Ufficialmente, le riserve auree degli USA ammontano a 8133,5 tonnellate, collocando gli Stati Uniti in vetta alla classifica globale, prima della Germania (3352 tonnellate), dell’Italia (2451,8 tonnellate) e della Francia (2436 tonnellate). Segue la Russia di Putin con 2332 tonnellate ufficiali, mentre la Cina possederebbe “solo” 2191 di metallo prezioso in riserva.
Tornando però alle riserve auree degli USA, secondo una articolo apparso sul quotidiano newyorkese The Sun, uno scambio di messaggi su X ha recentemente riportato l’attenzione sulla loro consistenza e collocazione: l’aggregatore di notizie ZeroHedge ha twittato al responsabile dell’efficienza governativa del presidente Trump, Elon Musk: “Sarebbe fantastico se @elonmusk potesse dare un’occhiata a Fort Knox solo per assicurarsi che le 4580 tonnellate di oro degli Stati Uniti [il resto è in altri caveau, NdR] siano lì. L’ultima volta che qualcuno ha guardato è stato 50 anni fa, nel 1974”.
Ammonterebbero a 8133,5 le tonnellate di riserve auree degli USA, ma il condizionale è d’obbligo
Musk ha candidamente risposto: “Sicuramente le riserve verranno ispezionate almeno una volta all’anno, no?”- Il senatore repubblicano del Kentucky Ron Paul è a sua volta intervenuto, twittando: “No. Facciamolo!”. Ne è nata una discussione su X in cui è stata sollecitata l’approvazione di una legge sponsorizzata dall’ex membro del Congresso Alex Mooney, chiamata Gold Reserve Transparency Act.

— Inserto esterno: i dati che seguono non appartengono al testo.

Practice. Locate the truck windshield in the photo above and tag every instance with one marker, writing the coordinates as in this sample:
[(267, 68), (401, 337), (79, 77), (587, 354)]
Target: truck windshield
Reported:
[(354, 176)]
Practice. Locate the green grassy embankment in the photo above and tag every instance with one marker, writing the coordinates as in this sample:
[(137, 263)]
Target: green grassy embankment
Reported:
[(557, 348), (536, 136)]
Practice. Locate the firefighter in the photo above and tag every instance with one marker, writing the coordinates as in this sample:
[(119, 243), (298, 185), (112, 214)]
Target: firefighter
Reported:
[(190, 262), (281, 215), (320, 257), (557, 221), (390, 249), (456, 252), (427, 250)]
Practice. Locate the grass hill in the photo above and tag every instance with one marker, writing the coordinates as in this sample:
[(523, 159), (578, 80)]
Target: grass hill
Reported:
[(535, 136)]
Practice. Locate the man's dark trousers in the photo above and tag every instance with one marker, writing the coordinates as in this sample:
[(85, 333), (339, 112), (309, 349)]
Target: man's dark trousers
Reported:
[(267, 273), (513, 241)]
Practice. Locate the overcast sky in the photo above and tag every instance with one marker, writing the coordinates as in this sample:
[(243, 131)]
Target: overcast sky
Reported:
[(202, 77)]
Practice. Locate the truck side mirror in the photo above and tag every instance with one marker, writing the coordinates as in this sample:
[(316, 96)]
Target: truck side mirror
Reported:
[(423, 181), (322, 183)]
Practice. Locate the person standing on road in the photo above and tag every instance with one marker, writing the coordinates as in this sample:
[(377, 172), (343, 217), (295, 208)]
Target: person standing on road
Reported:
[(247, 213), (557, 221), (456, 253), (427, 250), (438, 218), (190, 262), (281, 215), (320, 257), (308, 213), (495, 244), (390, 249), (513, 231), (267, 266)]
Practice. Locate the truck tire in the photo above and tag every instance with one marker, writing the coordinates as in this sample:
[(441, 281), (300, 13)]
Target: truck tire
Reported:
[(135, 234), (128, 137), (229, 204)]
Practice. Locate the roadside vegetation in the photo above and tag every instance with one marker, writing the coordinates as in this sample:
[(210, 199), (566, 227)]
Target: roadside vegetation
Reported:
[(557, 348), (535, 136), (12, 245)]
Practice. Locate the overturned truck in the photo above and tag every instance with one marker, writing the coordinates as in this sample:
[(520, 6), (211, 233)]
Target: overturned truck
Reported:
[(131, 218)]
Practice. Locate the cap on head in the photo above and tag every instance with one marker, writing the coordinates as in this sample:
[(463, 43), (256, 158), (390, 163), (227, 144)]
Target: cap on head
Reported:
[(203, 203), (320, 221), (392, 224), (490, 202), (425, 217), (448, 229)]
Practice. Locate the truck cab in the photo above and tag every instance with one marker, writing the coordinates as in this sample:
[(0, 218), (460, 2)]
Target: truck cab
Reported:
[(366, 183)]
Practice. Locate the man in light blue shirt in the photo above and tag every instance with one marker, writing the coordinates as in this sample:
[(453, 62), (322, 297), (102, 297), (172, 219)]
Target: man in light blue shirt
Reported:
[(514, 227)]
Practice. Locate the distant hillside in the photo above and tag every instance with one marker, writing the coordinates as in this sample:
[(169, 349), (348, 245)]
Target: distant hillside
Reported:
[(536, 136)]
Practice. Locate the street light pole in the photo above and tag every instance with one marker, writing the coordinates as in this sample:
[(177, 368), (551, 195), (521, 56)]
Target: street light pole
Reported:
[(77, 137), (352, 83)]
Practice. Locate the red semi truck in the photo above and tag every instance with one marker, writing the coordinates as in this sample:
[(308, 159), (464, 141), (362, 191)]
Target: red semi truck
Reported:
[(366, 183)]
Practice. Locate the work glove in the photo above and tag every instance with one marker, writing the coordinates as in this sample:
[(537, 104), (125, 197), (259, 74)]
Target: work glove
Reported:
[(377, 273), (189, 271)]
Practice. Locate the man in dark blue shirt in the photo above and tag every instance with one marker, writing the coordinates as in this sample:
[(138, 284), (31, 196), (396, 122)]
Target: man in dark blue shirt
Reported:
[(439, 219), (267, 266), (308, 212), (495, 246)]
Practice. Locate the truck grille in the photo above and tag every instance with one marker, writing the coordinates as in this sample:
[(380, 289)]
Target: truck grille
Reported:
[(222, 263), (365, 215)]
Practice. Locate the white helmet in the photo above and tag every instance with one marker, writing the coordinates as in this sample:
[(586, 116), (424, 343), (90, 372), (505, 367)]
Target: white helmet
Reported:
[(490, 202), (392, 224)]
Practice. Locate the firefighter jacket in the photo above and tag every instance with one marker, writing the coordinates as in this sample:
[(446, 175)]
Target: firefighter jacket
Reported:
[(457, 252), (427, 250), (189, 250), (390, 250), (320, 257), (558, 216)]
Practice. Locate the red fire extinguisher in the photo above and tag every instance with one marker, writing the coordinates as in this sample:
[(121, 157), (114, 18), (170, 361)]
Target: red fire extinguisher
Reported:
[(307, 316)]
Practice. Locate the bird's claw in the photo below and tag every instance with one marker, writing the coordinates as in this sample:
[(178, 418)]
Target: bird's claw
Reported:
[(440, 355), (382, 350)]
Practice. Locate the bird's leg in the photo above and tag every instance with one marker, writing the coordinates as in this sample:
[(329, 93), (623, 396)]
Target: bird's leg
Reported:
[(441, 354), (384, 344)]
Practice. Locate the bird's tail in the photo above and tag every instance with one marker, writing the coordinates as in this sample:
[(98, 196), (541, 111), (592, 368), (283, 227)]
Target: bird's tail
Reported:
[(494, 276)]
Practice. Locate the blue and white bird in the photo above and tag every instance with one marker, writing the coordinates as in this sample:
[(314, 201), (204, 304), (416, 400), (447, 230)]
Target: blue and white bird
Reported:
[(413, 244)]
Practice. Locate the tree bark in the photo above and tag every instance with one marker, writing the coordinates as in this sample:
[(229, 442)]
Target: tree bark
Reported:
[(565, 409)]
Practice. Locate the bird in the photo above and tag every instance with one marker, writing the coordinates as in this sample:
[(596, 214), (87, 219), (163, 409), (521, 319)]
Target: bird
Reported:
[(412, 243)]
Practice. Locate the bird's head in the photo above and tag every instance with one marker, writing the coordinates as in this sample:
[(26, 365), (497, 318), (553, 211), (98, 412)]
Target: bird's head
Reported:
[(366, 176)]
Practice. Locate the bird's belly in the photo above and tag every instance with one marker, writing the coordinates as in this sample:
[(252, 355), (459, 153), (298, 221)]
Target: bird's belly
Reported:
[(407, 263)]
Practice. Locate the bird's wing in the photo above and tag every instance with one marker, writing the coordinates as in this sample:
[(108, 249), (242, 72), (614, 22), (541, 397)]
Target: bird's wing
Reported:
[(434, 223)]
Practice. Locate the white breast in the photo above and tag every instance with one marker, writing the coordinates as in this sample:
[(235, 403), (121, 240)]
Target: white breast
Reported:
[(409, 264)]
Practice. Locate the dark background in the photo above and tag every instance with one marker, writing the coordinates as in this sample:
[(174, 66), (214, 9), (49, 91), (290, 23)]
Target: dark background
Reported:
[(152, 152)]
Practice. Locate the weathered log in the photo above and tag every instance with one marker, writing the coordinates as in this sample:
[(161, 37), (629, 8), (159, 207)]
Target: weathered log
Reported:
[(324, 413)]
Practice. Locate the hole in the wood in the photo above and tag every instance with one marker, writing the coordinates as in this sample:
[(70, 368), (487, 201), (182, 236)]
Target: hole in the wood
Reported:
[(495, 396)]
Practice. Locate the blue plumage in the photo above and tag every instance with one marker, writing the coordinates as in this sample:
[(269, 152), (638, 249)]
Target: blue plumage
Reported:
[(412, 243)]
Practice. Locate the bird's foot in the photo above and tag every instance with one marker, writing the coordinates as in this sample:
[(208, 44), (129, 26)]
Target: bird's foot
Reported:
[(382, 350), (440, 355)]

L’obiettivo dichiarato del disegno di legge è di “prevedere la prima vera verifica delle riserve auree degli USA in più di 65 anni, e successive verifiche ogni cinque anni”.
Si potrebbe pensare infatti che l’America, il paese con la più grande riserva d’oro statale al mondo, periodicamente verifichi le riserve di lingotti come farebbe qualsiasi deposito privato. Tuttavia, a partire dall’ultima ispezione attendibile avvenuta negli anni Cinquanta, le riserve auree degli USA sono state sottoposte solo a ispezioni sporadiche, imperfette e, secondo la definizione di alcuni media, “teatrali”, ossia di sola facciata.
Fort Knox è il più grande (ma non l’unico) deposito federale USA per lingotti e monete
Nel 1974 il governo condusse un’ispezione – ampiamente pubblicizzata – dell’oro di Fort Knox (durante la quale membri del Congresso e alcuni media visionarono, tuttavia, una sola cella dell’enorme deposito), che non poteva in alcun modo essere considerata una verifica contabile. A questo evento di “pubbliche relazioni” seguì un processo un po’ più credibile da parte del General Accounting Office e del Dipartimento del Tesoro, iniziato nel 1974 e concluso nel 1986.
Di recente, però, si è scoperto che circa metà dei resoconti governativi su quell’ispezione sono scomparsi e che i sigilli di alcuni scompartimenti di Forty Knox sembrano essere stati manomessi in momenti diversi. Se il governo federale vuol davvero procedere nella direzione della trasparenza, Musk e il suo team di revisori potrebbero concentrarsi su una delle più grandi questioni aperte degli Stati Uniti.
Da 65 anni non avviene una ricognizione sistematica dell’oro USA: ci riuscirà Elon Musk?
Oltre alle riserve auree degli USA custodite a Fort Knox, infatti, esistono dei deep vault (depositi profondi) di cui in pratica si ignora la collocazione e l’oro di Washington andrebbe verificato oncia per oncia anche in merito a tutti i contratti di leasing, swap e simili che lo vedono protagonista.
Secondo gli esperti, inoltre, si rende necessaria una contabilità completa di tutto l’oro in cui il governo americano, incluso il Board of Governors della Federal Reserve o qualsiasi altra agenzia federale, ha attualmente un interesse diretto o indiretto. Ciò include l’oro USA detenuto da terze parti tra cui, ad esempio, la Banca dei regolamenti internazionali, l’FMI, l’Exchange Stabilization Fund, le banche centrali estere e così via.